Reading it, I recalled how we, the democratic dissidents of the Soviet Union, looked in desperation and anger (and sometimes with deep disdain) at the messengers of the “free world“, who were willing to accept the Soviet Union as it was, who denied the policy of linkage between human rights and international pressure, and who did everything to downplay the military threat of the Soviet dictatorship. Immediately I thought what Iran’s democratic dissidents must be thinking while reading such an article?
Roger Cohen writes that recently he traveled to Iran twice, and that in his opinion, the best way of helping the Iranian people is through engagement. Does he mean engagement with young Iranian bloggers (one of whom died in a prison cell two days before Cohen’s article was written)? Does he mean engaging in a dialogue between trade union leaders, or student organization leaders, or the leaders of women’s organizations, who are not afraid to challenge the regime, and to risk their life and freedom? No, he recommends engaging with the fanatical leaders who are filling the minds of their citizens with hatred and whose “provocative rhetoric masks essential pragmatism”. (Direct quote from R. Cohen’s article, NYT)
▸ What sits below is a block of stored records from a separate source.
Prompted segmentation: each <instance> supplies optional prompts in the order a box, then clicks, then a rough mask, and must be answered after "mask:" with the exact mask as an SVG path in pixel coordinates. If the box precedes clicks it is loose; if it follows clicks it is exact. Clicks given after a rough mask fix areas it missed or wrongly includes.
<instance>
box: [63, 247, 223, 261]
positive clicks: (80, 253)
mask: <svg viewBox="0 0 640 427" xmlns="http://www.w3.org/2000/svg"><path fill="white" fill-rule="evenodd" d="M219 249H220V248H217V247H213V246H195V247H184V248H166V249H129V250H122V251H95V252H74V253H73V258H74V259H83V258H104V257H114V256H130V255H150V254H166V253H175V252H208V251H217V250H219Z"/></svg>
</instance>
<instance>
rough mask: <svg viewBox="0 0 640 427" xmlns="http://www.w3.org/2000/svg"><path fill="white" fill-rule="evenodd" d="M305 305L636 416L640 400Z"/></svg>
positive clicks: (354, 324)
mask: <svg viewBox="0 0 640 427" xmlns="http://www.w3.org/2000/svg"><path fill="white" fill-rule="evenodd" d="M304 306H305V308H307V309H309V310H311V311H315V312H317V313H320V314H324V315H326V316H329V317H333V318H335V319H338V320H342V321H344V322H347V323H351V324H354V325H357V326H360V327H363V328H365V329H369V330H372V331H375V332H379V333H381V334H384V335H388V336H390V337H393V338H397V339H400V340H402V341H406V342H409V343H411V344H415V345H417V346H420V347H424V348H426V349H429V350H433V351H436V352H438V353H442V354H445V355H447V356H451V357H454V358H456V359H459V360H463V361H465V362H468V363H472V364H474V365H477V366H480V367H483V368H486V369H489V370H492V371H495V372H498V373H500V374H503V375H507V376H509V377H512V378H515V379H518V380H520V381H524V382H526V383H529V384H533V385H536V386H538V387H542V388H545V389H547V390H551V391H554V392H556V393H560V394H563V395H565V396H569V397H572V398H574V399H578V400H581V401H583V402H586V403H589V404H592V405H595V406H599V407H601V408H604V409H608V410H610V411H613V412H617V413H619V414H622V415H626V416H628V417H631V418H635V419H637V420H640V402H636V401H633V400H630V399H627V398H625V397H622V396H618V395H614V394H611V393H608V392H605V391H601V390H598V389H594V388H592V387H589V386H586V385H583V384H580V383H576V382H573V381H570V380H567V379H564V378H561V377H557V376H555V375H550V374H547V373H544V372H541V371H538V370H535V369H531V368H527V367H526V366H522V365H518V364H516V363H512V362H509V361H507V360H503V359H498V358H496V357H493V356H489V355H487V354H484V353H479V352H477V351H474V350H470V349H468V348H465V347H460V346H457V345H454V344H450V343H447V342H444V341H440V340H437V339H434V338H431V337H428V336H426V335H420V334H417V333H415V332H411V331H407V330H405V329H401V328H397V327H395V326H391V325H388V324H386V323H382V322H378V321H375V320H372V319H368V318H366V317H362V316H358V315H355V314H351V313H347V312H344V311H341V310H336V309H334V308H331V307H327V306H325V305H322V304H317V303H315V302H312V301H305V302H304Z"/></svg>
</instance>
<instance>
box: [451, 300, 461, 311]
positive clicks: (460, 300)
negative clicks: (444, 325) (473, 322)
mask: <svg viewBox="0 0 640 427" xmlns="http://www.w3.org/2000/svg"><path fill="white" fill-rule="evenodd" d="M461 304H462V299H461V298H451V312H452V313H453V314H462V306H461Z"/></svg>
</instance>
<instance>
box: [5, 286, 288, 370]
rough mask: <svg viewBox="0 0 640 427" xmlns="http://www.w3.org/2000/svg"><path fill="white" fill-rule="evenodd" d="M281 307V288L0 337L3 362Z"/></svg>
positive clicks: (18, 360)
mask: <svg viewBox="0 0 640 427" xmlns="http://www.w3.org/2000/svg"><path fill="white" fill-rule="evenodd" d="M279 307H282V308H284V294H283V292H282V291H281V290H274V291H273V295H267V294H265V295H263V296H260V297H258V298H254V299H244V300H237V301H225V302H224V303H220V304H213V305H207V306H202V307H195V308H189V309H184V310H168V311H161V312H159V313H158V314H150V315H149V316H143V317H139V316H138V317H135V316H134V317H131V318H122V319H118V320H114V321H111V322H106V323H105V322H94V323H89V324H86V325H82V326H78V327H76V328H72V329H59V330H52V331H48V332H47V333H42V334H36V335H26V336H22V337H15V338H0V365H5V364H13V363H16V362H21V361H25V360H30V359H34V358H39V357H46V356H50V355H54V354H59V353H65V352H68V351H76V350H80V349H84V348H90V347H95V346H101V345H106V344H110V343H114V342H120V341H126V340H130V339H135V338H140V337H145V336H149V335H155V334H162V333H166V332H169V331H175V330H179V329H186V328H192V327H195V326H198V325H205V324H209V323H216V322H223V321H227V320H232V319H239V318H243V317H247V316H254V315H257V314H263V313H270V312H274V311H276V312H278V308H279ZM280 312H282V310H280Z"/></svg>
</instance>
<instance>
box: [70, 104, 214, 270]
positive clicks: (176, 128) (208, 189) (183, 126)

The last quote could easily have come from Western intellectuals who spoke of Stalin’s pragmatism in the bloodiest years of the purges. Cohen insists that an analogy between the Iranian regime and the Nazis “dishonor[s] six million victims of the Holocaust.” Perhaps he would be right, if we were to compare Iran to Hitler’s Germany in 1944-45. However, if we compare it to Hitler’s nascent regime in 1933-35, when he actively prepared the German people for the reality of a better world without Jews in it, then the comparison to Ahmadinejad, who organizes international conferences where he prepares the world to live without Zionism, is eerie in its similarity.